Sardaraz Muhammad, Tahir Muhammad, Ikram Ataul Aziz
1 Department of Computer Science, University of Wah, Quaid Avenue, Wah Cantt 47040, Pakistan.
2 Department of Electrical Engineering, National University, Islamabad 44000, Pakistan.
J Bioinform Comput Biol. 2016 Jun;14(3):1630002. doi: 10.1142/S0219720016300021. Epub 2015 Dec 20.
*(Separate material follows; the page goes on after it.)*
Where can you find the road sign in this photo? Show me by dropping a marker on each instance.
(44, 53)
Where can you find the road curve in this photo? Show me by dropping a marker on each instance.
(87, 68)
Advances in high throughput sequencing technologies and reduction in cost of sequencing have led to exponential growth in high throughput DNA sequence data. This growth has posed challenges such as storage, retrieval, and transmission of sequencing data. Data compression is used to cope with these challenges. Various methods have been developed to compress genomic and sequencing data. In this article, we present a comprehensive review of compression methods for genome and reads compression. Algorithms are categorized as referential or reference free. Experimental results and comparative analysis of various methods for data compression are presented. Finally, key challenges and research directions in DNA sequence data compression are highlighted.
高通量测序技术的进步以及测序成本的降低导致了高通量DNA序列数据呈指数级增长。这种增长带来了诸如测序数据的存储、检索和传输等挑战。数据压缩被用于应对这些挑战。已经开发了各种方法来压缩基因组和测序数据。在本文中,我们对基因组和读段压缩的压缩方法进行了全面综述。算法被分为基于参考或无参考两类。给出了各种数据压缩方法的实验结果和比较分析。最后,强调了DNA序列数据压缩中的关键挑战和研究方向。